Federal Bureau of Investigation (FBI) Hires 140 Robots for file handling
Robots to Handle files at Central Records Complex (CRC) in Winchester, Virginia
We have all seen Detective or Spy Movies, where one of the main characters have to search through endless shelves containing files about some secret information. The character will be tactfully trying to figure out the real file location, sifting through dozens of folders till she finds the correct one, while the sidekick guards the door. Well, now imagine if a person has to do the same every day in such gigantic rooms. Yes, that sounds tiring and monotonous but physically retrieving a file from a large records room is an actual human task. Moreover, these files contain crucial information about sensitive law enforcement records of an individual. So, to minimize the burden and the human error, recently, the Federal Bureau of Investigation (FBI) has hired robots to handle and retrieve old case files at its Central Records Complex (CRC) in Winchester, Virginia. Though it is a first-of-its-kind initiative, the FBI thinks it’s a good idea to deploy robots to do the job.
FBI has deployed 140 robots at its sleek 256,000-square-foot Central Records Complex. The General Services Administration of the government is entrusted with the responsibility of ensuring the security, well-being, and retrieval of the files. Information in the case files is also frequently sought by prosecutors, agents, and investigators. After assessing all its options, GSA selected an automated record filing and retrieval system from robotics technology company AutoStore, which streamlines retrieval via radio-controlled robots and optimizes space by allowing files to be stored in a way that eliminates aisle space.

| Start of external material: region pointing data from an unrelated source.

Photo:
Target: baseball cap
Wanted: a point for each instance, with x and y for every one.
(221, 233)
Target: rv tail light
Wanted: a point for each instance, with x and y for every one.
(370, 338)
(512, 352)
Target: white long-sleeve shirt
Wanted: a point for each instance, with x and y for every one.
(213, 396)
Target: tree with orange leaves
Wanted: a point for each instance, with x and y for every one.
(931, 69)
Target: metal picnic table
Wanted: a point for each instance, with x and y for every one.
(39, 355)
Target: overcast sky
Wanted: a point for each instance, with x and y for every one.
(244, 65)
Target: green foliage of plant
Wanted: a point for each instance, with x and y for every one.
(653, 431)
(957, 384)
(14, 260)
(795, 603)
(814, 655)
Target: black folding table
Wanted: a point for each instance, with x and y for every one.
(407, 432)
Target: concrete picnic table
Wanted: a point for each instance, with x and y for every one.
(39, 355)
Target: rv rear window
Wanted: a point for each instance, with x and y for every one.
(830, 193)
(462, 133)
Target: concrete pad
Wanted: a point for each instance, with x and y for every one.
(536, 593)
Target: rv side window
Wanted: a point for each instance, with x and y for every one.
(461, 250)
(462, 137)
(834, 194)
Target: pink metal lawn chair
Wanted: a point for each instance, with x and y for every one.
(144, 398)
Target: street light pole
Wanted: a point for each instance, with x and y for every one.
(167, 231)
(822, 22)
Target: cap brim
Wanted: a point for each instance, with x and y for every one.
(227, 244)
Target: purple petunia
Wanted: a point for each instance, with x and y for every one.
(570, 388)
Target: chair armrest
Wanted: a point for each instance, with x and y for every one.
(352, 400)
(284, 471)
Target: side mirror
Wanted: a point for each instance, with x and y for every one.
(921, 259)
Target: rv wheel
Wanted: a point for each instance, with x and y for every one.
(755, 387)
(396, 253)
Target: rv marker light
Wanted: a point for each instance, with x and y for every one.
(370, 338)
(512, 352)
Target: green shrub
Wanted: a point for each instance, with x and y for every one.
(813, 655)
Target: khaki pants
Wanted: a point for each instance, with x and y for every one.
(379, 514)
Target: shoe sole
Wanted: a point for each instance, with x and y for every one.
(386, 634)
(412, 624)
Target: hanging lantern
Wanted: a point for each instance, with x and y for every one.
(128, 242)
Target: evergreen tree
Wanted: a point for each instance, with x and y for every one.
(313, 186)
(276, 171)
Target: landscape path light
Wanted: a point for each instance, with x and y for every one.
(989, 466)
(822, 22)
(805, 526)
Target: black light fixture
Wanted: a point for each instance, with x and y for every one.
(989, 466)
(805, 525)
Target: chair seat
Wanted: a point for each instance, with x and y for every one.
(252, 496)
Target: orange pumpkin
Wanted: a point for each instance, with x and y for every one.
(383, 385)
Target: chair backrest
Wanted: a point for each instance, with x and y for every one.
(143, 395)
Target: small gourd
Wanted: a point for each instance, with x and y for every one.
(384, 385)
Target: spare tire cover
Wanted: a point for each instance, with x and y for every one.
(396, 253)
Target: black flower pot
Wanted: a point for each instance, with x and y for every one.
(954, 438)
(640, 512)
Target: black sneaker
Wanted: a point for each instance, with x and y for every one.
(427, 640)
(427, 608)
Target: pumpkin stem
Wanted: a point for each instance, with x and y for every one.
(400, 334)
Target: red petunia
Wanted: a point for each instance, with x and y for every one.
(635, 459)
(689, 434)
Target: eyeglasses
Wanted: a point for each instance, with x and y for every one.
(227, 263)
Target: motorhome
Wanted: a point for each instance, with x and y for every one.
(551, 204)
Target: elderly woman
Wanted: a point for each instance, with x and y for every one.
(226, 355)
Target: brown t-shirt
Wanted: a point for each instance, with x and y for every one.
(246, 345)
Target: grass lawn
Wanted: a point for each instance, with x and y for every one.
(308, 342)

The new records retrieval facility is located about 90 miles from Washington, D.C. It cost $135 million to complete the construction. The National Archives and Records Administration (NARA) worked with the FBI on the design and standards of the facility. It was built to consolidate and contain records previously housed within 256 field offices around the world. The Virginia complex, built for nearly 500 employees, opened earlier this year and will be fully operational by 2022.
In this facility, the 140 fast and reliable radio-controlled robots will maneuver on an overhead steel grid system 16 levels deep to identify, access, and retrieve requested items from any of the 360,000 bins. Also, the technology provided by AutoStore eliminates the need for aisle space and uses all available areas for filing documents. These robots are programmed to traverse the warehouse by following X, Y, and Z coordinates.
When requested, a robot retrieves a bin and then reshelves any bins it has displaced in the process, keeping track of their new coordinates. This enables frequently requested records to remain near the top of the grid, and other files will drop to lower positions, which creates efficiency. Thus the robots provide real-time data for every bin.
“It is a privilege and honor to know our innovative warehouse automation technology serves U.S. government agencies,” says Karl Johan Lier, CEO of AutoStore. “With the agility, efficiency, and accuracy of AutoStore robots operating within our elegantly sophisticated high-density grid, the FBI will be able to carry out their mission with greater effectiveness and maintain its leadership in vital information management.”
“The software tracks both record and bin numbers, allowing the robots to work securely without the system supplier having any access to the records themselves. Placed away into darkened, climate-controlled bins, paper records are also safe from environmental elements,” said the company in a statement.